Indika’s debentures, sold at par in 2011, are ranked B1 by Moody’s Investors Service and B+ by Fitch Ratings Ltd., or four levels below investment grade, both with a negative outlook. Asian benchmark coal prices remain near the lowest since 2009, a level that was reached earlier this month.
Rewina Isnanto, a Jakarta-based spokeswoman for Indika, couldn’t immediately comment on CreditSights’ analysis when reached by phone today.

Creditor Protection

CreditSights lowered its recommendation on Indika’s bonds to marketperform from outperform on Nov. 5. Marketperform means returns are expected to be in line with Asian high-yield U.S. dollar debt, according to the research firm.

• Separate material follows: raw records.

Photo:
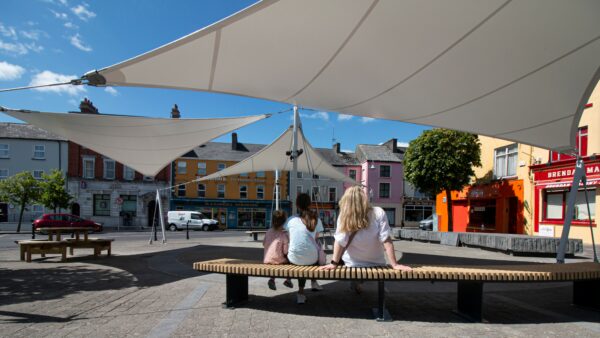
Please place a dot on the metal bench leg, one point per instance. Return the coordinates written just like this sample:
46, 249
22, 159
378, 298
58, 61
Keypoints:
587, 293
381, 313
470, 300
237, 290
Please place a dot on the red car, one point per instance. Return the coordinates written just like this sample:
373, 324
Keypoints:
64, 221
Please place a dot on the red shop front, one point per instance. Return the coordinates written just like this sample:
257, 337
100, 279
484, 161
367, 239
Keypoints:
552, 185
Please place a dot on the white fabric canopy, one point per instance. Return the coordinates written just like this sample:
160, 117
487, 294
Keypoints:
142, 143
520, 70
274, 157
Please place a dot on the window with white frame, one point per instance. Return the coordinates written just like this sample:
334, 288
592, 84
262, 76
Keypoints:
181, 190
109, 169
4, 150
128, 173
39, 151
384, 190
88, 167
332, 194
38, 174
201, 168
505, 161
260, 192
181, 167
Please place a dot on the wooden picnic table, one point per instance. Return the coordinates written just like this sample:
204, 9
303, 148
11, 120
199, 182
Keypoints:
57, 231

The analysts prefer notes sold by property developers to coal or industrial companies because the credit strength of most Indonesian high-yield issuers will be stable to weaker in 2015 as growth in Southeast Asia’s biggest economy slows.
Three Singapore-based units of PT Bumi Resources have filed for protection from creditors in Singapore and New York over the past two weeks while London-listed Asia Resource Minerals Plc hired advisers before $450 million of debt issued by its unit, PT Berau Coal Energy, comes due in July 2015.

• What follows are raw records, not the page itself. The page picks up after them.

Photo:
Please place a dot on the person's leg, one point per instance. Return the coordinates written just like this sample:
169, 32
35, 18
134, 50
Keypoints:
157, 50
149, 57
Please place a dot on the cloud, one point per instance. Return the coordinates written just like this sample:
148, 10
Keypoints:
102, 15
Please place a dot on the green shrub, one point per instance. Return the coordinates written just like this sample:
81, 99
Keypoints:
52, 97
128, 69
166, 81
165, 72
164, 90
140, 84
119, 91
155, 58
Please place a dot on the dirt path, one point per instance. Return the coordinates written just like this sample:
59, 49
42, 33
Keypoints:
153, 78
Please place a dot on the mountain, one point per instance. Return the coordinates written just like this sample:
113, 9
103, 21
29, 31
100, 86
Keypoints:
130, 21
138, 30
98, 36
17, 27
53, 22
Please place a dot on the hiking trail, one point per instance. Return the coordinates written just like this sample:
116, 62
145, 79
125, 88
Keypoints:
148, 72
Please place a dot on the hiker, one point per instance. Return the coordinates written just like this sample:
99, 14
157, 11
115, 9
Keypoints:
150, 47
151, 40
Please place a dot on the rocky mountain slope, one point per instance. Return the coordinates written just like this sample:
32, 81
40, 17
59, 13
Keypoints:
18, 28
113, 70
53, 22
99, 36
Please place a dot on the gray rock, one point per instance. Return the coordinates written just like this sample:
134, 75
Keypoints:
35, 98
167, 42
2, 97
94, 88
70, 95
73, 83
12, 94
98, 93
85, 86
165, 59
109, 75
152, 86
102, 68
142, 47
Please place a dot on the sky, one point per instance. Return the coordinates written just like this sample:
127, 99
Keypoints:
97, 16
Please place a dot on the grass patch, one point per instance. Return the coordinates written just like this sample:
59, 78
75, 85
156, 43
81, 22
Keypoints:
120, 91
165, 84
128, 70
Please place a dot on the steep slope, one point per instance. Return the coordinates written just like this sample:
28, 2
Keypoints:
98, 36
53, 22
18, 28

Indika’s 46 percent owned unit PT Kideco Jaya Agung will probably report lower earnings in 2014, eroding its potential dividend payout by 40 percent to about $52 million versus $88 million in 2013, CreditSights said in the report, citing discussions with the Jakarta-based group.
CreditSights raised its recommendation on developer PT Alam Sutera Realty’s notes to outperform from marketperform, making the January 2019 debentures and March 2020 securities among its top picks. It also favors debt issued by industrial-estate builder PT Kawasan Industri Jababeka.
Indonesia’s housing market should improve in 2015, supported by pent-up demand and political stability, the analysts said. Both developers expect a 10 to 20 percent increase in sales next year, CreditSights said.